The appeal had become mired in a dispute among state officials over who among state officials could speak for North Carolina on whether or not to continue to defend the law in court.
The Justices’ denial of review was not an endorsement of the ruling last summer by the U.S. Court of Appeals for the Fourth Circuit. The Chief Justice hinted strongly at the reasoning that led the court to act as it id, writing a separate opinion speaking only for himself.
He recounted in detail the dueling claims of state officials about whether the appeal should be kept alive or dismissed. And then Roberts finished by reminding all readers of the order that a simple denial of review by the Supreme Court “imports no expression of opinion [by the Justices] upon the merits of the case.”

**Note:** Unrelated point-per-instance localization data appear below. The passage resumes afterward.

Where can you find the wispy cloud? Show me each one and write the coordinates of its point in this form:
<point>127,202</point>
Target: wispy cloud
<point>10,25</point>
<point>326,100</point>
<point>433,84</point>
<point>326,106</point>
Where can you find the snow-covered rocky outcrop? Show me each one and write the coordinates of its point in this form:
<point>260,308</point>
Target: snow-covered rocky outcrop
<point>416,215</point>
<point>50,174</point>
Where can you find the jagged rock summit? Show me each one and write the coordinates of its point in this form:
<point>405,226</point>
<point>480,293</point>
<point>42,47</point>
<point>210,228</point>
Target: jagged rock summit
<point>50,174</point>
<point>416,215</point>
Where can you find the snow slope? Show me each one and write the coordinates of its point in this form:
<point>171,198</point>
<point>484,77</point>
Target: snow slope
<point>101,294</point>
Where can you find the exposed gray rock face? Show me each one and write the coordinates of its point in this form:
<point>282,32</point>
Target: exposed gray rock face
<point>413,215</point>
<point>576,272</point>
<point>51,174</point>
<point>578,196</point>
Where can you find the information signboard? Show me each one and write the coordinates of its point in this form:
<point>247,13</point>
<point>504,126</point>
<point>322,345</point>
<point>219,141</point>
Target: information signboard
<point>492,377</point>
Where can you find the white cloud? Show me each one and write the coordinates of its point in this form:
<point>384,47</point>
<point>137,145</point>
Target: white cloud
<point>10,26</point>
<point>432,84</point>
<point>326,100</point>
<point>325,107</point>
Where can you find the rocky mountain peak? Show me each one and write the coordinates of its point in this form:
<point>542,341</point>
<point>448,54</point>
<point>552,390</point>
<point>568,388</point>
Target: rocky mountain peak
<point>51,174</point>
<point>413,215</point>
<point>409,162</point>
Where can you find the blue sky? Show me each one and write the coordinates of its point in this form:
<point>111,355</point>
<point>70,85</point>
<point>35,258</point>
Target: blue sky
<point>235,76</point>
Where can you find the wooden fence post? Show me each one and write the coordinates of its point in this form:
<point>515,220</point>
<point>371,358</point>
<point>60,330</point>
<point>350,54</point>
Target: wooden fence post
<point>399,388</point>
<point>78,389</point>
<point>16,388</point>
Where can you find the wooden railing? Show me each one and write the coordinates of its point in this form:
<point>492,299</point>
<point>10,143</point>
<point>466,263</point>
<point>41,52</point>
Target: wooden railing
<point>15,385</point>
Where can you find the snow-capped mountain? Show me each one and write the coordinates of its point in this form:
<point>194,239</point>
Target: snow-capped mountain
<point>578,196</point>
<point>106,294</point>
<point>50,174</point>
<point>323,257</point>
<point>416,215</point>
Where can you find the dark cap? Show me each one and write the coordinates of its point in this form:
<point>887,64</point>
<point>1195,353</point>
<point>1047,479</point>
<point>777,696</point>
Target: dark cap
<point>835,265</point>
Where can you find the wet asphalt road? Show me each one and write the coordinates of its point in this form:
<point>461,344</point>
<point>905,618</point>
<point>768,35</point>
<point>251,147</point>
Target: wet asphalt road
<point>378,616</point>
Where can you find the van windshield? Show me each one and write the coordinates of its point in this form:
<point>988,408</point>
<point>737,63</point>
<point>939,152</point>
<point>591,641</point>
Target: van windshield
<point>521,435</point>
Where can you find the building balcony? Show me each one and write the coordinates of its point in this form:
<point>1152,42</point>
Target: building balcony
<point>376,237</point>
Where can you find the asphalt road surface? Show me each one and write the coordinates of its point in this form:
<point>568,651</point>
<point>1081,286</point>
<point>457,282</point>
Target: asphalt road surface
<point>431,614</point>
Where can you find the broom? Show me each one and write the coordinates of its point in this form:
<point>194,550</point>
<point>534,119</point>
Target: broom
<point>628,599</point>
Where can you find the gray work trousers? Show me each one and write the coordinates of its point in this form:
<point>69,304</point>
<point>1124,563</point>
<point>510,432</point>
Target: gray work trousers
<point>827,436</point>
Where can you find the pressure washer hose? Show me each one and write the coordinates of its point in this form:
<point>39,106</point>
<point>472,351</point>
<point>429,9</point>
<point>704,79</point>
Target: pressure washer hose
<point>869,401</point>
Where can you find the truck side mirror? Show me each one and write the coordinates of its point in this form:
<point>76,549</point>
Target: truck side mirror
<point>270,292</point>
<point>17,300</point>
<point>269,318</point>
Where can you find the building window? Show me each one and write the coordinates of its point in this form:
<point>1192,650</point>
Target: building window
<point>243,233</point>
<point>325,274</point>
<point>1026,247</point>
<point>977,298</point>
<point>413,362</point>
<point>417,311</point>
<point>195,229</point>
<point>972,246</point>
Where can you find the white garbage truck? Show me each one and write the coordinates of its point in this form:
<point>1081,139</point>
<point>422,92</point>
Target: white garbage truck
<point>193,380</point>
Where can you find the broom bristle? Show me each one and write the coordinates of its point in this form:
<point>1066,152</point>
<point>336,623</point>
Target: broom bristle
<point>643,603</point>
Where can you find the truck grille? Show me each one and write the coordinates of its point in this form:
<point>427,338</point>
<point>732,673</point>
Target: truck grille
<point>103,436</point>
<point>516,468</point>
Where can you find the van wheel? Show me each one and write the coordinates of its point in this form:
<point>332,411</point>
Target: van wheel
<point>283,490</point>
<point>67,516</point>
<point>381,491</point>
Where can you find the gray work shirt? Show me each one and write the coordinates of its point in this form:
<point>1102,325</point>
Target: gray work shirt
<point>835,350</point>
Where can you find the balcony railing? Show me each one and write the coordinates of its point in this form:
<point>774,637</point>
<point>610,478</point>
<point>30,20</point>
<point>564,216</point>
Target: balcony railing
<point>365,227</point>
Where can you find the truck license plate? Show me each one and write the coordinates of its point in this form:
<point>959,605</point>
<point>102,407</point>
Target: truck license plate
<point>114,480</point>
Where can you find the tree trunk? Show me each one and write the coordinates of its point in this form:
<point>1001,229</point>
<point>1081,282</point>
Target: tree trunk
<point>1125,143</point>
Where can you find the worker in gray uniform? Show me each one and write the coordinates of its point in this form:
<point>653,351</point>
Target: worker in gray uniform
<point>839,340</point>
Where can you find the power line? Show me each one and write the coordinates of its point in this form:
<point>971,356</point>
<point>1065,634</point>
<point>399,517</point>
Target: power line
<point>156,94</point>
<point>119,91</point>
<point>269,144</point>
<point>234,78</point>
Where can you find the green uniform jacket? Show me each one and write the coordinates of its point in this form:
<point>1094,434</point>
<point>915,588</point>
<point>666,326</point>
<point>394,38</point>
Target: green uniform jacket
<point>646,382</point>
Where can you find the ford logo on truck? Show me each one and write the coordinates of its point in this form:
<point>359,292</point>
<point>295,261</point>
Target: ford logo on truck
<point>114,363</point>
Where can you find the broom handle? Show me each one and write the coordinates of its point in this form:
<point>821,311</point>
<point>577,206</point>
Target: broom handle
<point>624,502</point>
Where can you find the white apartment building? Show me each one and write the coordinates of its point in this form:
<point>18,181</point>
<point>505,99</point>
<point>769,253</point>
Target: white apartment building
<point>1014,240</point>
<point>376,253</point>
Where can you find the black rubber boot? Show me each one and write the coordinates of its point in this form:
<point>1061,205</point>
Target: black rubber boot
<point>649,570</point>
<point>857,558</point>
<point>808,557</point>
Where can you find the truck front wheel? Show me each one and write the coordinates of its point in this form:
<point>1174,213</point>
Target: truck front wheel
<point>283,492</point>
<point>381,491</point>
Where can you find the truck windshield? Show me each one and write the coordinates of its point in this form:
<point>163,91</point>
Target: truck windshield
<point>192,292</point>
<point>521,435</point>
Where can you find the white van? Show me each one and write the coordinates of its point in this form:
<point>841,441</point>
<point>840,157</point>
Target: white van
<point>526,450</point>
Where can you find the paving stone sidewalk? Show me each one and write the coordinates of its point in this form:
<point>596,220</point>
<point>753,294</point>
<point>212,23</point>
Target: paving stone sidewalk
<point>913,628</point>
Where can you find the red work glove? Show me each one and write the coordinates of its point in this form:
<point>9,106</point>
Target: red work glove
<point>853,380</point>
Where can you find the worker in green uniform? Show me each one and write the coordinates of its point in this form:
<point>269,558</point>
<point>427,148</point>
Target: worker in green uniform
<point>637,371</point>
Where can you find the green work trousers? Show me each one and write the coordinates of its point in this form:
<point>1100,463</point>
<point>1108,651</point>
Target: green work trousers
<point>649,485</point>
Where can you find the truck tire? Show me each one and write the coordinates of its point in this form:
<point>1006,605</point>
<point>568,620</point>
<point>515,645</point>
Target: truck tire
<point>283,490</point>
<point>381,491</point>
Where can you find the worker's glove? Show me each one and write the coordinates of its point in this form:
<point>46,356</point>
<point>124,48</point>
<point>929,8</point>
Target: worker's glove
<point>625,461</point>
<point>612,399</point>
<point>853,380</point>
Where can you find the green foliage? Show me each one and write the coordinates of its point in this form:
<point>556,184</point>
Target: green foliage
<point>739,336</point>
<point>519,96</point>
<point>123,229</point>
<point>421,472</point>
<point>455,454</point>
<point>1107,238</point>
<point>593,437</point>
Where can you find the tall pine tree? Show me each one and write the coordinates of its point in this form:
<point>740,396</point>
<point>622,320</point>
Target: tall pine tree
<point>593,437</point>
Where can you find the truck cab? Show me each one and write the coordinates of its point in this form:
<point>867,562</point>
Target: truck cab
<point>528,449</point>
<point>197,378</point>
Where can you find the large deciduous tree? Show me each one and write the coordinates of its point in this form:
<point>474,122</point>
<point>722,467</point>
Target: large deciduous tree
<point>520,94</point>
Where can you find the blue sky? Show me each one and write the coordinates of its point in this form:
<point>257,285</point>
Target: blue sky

Even so, the Fourth Circuit’s sweeping decision against one of the nation’s highest visibility vote restriction laws will remain on the books as a precedent, even without Supreme Court approval. And other courts ruling on cases involving claims of intentional race bias in new voting laws already have been relying on that precedent.
The Fourth Circuit had labeled the state law as “the most restrictive” such law “since the era or Jim Crow.”
Specifically, the nullified provisions include a photo ID requirement that eliminated the few kinds of IDs that black voters might have, two clauses that reduced or took away voting options heavily used by blacks – early voting before election day, including Sundays, and a right to register to vote on the same day of voting, a ban on counting votes that had been cast mistakenly in the wrong precinct, and a ban on pre-registration to vote before an individual reached voting age, 18.
Last summer, the Supreme Court had split 4-to-4 when Republican officials of the state sought to go ahead with enforcing the restrictions while they pursued their appeal to the Justices. (At the time, the court had only eight Justices, before the recent arrival of Justice Neil M. Gorsuch.)
The case had not yet been acted upon by the Justices when, after a new Democratic governor was elected last November, new state officials asked the court to dismiss the appeal filed by their predecessors. Ultimately, when acting on Monday to dispose of the case, the court did not dismiss it, but simply denied review of the appeal. There was no sign that any of the Justices had failed to participate in this action.
The appeal that has now been denied had sought to raise major issues under the Constitution and under the federal Voting Rights Act. Other cases raising those or similar issues are now working their way toward the court in lower court proceedings.